For benchmarking purposes I was restoring a backup taken on a 4 node APS onto an 8 node APS (Microsoft Analytics Platform System). And the unexpected happened; I started to receive warnings that the system was running low on available disk space! (For those of you who never worked with APS; an 8 node full rack APS can store hundreds of terabytes!). 
It turned out that some colleagues had been way too generous in allocating database space. To me, this was an opportunity to explore the storage management and I learned something new about restoring APS databases which makes perfectly sense when you get it! Below a walk through and recommendations in case you have to restore an APS database yourself.

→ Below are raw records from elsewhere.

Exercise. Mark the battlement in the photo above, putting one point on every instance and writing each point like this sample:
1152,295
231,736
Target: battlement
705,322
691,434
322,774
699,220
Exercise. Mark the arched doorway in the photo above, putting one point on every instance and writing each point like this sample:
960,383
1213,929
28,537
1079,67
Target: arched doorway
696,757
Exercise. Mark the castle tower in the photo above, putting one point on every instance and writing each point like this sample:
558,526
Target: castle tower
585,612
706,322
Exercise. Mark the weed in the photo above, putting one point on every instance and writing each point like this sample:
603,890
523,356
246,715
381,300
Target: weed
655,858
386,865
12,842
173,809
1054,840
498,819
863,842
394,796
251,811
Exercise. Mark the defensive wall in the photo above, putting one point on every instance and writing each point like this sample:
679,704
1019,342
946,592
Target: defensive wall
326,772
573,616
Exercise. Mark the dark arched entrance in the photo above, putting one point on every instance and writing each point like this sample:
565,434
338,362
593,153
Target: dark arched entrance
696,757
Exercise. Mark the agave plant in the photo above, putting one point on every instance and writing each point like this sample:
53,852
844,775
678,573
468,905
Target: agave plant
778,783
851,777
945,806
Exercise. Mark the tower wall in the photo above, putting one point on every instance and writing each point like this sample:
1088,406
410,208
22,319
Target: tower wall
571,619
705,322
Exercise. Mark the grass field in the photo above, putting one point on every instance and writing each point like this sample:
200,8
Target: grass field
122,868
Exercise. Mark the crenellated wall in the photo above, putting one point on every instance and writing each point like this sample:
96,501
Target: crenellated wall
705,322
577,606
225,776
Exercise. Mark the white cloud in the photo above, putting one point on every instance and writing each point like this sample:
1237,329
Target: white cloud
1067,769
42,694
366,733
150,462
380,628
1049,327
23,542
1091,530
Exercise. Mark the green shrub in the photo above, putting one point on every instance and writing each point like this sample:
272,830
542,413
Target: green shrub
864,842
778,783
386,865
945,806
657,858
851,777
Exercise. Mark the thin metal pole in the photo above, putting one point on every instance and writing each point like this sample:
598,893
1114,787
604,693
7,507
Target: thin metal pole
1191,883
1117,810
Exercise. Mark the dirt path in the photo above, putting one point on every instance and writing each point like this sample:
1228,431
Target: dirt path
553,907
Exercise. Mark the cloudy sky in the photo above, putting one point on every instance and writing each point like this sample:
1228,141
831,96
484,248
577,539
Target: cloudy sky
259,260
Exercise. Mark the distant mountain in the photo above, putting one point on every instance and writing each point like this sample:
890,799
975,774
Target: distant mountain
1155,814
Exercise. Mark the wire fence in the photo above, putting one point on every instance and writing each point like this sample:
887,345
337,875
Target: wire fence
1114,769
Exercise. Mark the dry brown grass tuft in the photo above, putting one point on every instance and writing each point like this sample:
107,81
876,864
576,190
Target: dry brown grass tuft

The APS database to Backup

The database to move onto a larger APS is 24 TB in size and is called ‘Blog’:


The database is distributed in 4 equally sized portions across the 4 compute nodes SQLCMP01-SQLCMP04:



Backup of an APS database

To backup the database we have to assign access permissions to a windows account that has write access to a file share on a target server via the ‘sp_pdw_add_network_credentials’ command. On the backup server you have to set up a file share called ‘backups’ and grant R/W permissions. And then, start the ‘backup database’ command.

Backup Database

The Full backup to the remote file share completed in 36minutes 14seconds and resulted in a backup set of 1.3TB on disk. The dataset from each compute node was saved in parallel into separate userdata_x_0.bak files. (Primary bottleneck is the write throughput of the file share we are writing to: ~640 MB/sec throughput). (See Fig.4) 

Fig. 3- 4 Node Backup Set


Restoring an APS database

To restore this backup onto another APS, we just have to do the same: assign access permissions to the backup server and start the ‘Restore database’ command.

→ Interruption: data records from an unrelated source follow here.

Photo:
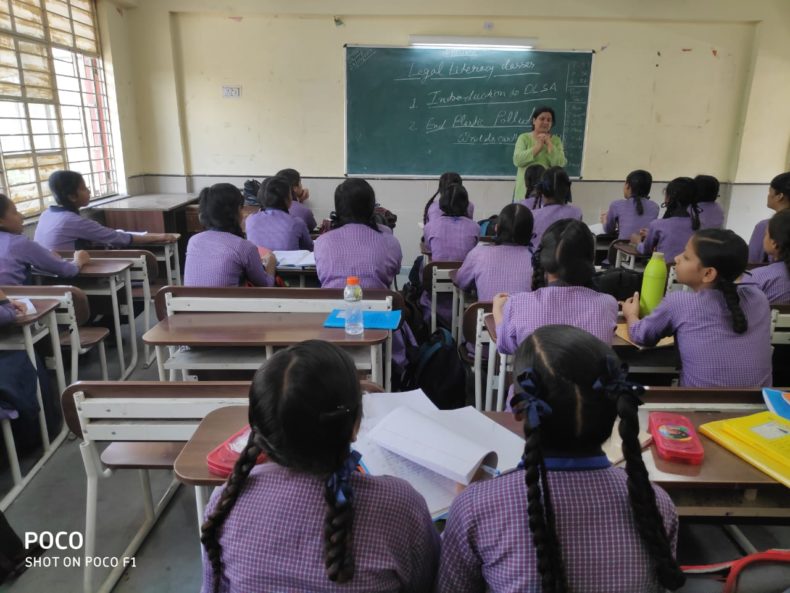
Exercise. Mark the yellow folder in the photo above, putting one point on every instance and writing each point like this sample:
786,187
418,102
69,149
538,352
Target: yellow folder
761,439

Although it was a straight forward backup & restore exercise executed according the book, I noticed the following: a backup set that gets restored onto an appliance with a larger number of compute nodes will grow in allocated database size. Its in proportion to the number of Compute nodes: SQL Server APS initially restores the database initially onto 4 nodes to match the source configuration, and then internally redistributes the data onto all 8 nodes. On the extra nodes identical datasets are allocated. (See Fig.6).


The restore operation resulted in a database with twice the original size on the larger destination system:



How to check data volume in use

There are a couple of simple steps to check on the actual disk space allocated within the database and how to free up over-allocated space in the database.



To check on the actual allocated Data you can run the DBCC PDW_Showspaceused command.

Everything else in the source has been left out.